Nas macieiras, há uma forma da macieira. Mas essa forma que está nesta, está naquela também. Portanto, essa forma não é algo material, porque o que é material ocupa um lugar e não poderia estar, simultaneamente, em tantos lugares e tão distantes. Essa forma é uma proporcionalidade intrínseca, uma “ratio”, uma estrutura que a ordena como tal, e que se repete, em seu número (que não deve ser apenas considerado quantitativamente, o que é maneira bem grosseira de ver os números, mas também qualitativamente, como os viam os pitagóricos). No ser, o que o constitui onticamente repete o número, imita-o, como um triângulo qualquer imita a proporcionalidade intrínseca do triângulo (três ângulos, cuja soma é igual a dois ângulos retos). Posteriormente, o homem constrói desse esquema imanente nos seres um esquema em sua mente, um esquema abstrato-noético, que intencionalmente o repete, com os conteúdos da mente humana, mas que imitam o que há fundamentalmente na coisa. Temos, assim, um esquema concreto, na coisa (in re) e um esquema abstrato noético, o conceito, em nós, após a experiência, após o ato de abstração realizado pelo nosso espírito, que separa da coisa esse quê, quid, essa quididade, que é formal, e realiza o esquema formal-noético (post rem) da coisa.

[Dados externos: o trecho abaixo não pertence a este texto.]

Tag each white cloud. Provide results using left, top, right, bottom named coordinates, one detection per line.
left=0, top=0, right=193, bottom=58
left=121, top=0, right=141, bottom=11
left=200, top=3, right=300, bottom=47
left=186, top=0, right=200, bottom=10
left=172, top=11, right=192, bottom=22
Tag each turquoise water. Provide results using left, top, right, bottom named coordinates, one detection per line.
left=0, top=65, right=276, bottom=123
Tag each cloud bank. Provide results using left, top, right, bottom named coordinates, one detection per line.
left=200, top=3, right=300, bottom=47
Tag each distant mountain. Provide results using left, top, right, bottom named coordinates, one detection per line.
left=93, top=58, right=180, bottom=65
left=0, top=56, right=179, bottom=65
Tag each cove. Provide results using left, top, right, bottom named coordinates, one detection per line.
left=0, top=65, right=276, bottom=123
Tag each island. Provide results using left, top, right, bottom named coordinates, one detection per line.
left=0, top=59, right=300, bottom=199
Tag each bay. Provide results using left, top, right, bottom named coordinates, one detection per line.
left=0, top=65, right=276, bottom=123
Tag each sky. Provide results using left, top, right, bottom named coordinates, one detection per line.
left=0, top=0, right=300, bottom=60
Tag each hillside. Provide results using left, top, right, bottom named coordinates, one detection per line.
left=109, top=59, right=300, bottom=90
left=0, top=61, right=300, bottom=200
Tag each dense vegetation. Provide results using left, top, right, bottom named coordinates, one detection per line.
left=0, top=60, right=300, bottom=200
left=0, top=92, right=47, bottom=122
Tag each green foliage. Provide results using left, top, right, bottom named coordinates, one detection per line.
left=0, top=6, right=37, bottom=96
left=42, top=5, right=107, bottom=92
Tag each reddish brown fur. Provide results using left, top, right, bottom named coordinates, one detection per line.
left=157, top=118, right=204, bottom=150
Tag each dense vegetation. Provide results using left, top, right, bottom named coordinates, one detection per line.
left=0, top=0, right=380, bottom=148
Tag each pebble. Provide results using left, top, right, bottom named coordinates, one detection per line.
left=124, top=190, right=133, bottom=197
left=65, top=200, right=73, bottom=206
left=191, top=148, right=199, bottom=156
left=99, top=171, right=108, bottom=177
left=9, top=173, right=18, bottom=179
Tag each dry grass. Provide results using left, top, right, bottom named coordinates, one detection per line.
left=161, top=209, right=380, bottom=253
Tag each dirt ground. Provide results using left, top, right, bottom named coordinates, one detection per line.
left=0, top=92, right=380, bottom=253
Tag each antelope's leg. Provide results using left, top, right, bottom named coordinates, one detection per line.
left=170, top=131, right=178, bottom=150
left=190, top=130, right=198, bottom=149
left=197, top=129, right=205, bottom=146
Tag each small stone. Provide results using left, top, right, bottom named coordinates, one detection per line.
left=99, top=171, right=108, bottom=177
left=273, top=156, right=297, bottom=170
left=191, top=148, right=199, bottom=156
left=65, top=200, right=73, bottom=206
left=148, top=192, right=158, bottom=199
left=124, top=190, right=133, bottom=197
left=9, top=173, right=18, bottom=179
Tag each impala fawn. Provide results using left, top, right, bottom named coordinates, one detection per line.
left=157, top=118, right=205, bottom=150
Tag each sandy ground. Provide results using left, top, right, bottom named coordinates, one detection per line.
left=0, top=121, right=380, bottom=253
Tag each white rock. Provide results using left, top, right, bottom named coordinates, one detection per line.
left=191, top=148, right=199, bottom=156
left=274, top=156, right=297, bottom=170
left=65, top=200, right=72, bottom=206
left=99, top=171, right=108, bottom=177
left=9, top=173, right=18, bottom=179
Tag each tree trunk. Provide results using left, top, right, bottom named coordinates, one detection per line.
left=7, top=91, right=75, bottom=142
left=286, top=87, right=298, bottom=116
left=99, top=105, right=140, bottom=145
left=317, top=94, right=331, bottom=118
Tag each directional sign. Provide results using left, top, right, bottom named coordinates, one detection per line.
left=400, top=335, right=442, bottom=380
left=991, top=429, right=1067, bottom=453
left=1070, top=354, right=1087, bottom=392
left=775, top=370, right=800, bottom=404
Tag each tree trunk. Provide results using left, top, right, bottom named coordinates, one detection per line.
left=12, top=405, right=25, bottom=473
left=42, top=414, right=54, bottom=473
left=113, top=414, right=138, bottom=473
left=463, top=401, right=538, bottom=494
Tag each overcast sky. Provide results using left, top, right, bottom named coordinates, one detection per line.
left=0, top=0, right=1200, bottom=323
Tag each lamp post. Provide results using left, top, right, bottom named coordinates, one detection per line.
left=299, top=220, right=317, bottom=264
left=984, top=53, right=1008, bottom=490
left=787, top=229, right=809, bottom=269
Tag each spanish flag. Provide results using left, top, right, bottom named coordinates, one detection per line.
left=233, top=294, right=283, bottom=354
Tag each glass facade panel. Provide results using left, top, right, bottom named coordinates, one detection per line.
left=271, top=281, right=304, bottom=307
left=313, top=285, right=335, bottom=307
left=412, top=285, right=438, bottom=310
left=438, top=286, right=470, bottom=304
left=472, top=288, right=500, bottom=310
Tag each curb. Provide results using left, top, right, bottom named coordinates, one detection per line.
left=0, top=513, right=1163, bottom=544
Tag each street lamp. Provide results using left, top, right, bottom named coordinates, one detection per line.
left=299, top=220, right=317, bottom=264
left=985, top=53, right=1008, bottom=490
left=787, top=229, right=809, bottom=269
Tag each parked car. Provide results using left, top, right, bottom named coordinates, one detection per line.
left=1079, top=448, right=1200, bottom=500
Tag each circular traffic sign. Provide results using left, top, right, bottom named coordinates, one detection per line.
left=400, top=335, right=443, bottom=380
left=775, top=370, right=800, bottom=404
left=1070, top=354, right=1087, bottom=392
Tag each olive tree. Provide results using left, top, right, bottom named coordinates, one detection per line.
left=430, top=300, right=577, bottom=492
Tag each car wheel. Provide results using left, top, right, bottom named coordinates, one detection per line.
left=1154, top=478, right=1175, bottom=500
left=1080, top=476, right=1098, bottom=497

Mas o que sucedeu naquele ente era um arithmós, dirá o pitagórico, que era possível atualizar-se nele, pois, do contrário, teria vindo do nada. E como não veio do nada, veio do ser. Portanto, já era no ser numa modalidade diferente da que existe aqui e agora, era no ser como algo essencial e não existencializado ainda, estava, portanto, na ordem do ser (ante rem). E, nessa ordem é um único, um só, perfeito, imutável, como é perfeito e imutável o triângulo (o autotrigonon, o triângulo-em-si, de Platão) que as coisas repetem. E essa perfeição do triângulo-em-si, que nós matemática e formalmente podemos esboçar, não é materialmente perfeito, nunca.

O triângulo é sempre perfeito como ideal, mas as formas triangulares que se repetem na matéria são sempre escalarmente imperfeitas, e não seria possível realizar um triângulo materialmente perfeito, cuja soma de seus ângulos fosse absolutamente igual a dois ângulos absolutamente retos. No entanto, poderíamos construir triângulos (é uma possibilidade ao menos) cada vez mais perfeitos, mais próximos dessa perfeição, sem jamais atingi-la.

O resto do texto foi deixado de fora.